Diantara Jalan Sufi Gusdur
Diantara Jalan Sufi Gusdur
Oleh: Affanoer
Kharisma Gus Dur, setelah wafatnya, ternyata melebihi realitas kehidupannya. Keharuman spiritual yang eksotis, begitu lekat dan fenomenal. Hal ini tentu berhubungan dengan kondisi sosiologis masyarakat NU yang seringkali membuat standar maqom spiritual seseorang diukur dengan kharisma dan keanehan yang luar biasa (khariqul ‘adat) berupa karomah-karomah, walau pun dalam perspektif Sufisme standar tersebut tidak baku.
Kharisma Gus Dur, setelah wafatnya, ternyata melebihi realitas kehidupannya. Keharuman spiritual yang eksotis, begitu lekat dan fenomenal. Hal ini tentu berhubungan dengan kondisi sosiologis masyarakat NU yang seringkali membuat standar maqom spiritual seseorang diukur dengan kharisma dan keanehan yang luar biasa (khariqul ‘adat) berupa karomah-karomah, walau pun dalam perspektif Sufisme standar tersebut tidak baku.
Dalam khazanah tasawuf, tradisi kewalian seseorang sangat ketat
dengan aturan-aturan gnostik (ma’rifatullah) yang teraksentuasi dalam
sikap ubudiyah. Ada dua model kewalian dalam sosiologi Tasawuf, di satu
sisi seorang wali ada yang sangat popular dengan hal-hal luar biasa di
luar jangkauan nalar, ada pula yang sangat tersembunyi, bahkan
kehebatan karomahnya tidak dikenal oleh public sama sekali.

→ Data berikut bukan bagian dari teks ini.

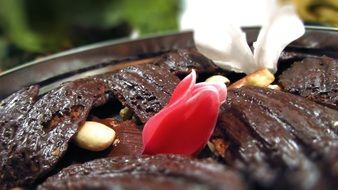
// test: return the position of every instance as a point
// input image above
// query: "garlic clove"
(283, 27)
(94, 136)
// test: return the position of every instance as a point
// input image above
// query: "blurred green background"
(33, 28)
(36, 28)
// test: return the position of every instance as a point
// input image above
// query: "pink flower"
(186, 123)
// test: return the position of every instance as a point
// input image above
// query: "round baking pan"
(102, 57)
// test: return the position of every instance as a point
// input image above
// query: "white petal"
(226, 46)
(283, 28)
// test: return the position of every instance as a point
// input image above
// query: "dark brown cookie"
(145, 172)
(276, 132)
(43, 136)
(313, 78)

Namun, Gus Dur memiliki fenomena spiritual yang langka dibanding
kiai-kai lain di Jawa, karena harus muncul dalam gebrakan sejarah yang
penuh warna. Dari sosoknya sebagai budayawan, seniman, kiai, politisi,
pemikir, pembaharu, dan seorang yang mampu mengangkat khazanah
tradisional dalam dialog cosmopolitan yang actual. Dan spirit yang
membawa sosoknya sedemikian kuat itu, dilandaskan pada spiritualitas
yang sangat kaya dengan kebebasan, kemerdekaan, penghargaan
kemanusiaan, sekaligus askestisme yang tersembunyi dalam jiwanya: Dunia
Sufi.
Sufisme Gus Dur yang selama ini hanya difahami oleh massanya,
melalui kebiasaan ziarah ke makam para wali, ungkapan-ungkapan yang
controversial, dan spontanitasnya yang inspiratif, serta garis
keturunan seorang Ulama dan wali yang terkenal, Hadhratusy Syeikh
Hasyim Asy’ari, pendiri NU. Namun, laku Sufistik Gus Dur justru
terletak pada sikap dan konsistensinya terhadap nilai-nilai tasawuf
yang sama sekali tidak terpaku pada simbolisme tasawuf sebagaimana
gerakan kaum Sufi modern saat ini.
Komunikasi Ilahiyah yang selama ini terjalin adalah “hubungan
rahasia” yang sunyi di tengah-tengah hiruk pikuk dunia, dan melakukan
gerakan terlibat dengan kehidupan nyata, dengan keberanian mengambil
resiko bahaya, demi mempertahankan prinsip utamanya. Namun di sisi
lain, ada konser kebahagiaan yang berirama indah dalam musikal
dzikrullah, saat Gus Dur sedang sendiri, menyepi (khalwat) dalam jedah
kesehariannya. Dua sisi hiburan spiritual yang boleh disebut sangat
langka: Ramai dalam sunyi, dan sunyi dalam ramai.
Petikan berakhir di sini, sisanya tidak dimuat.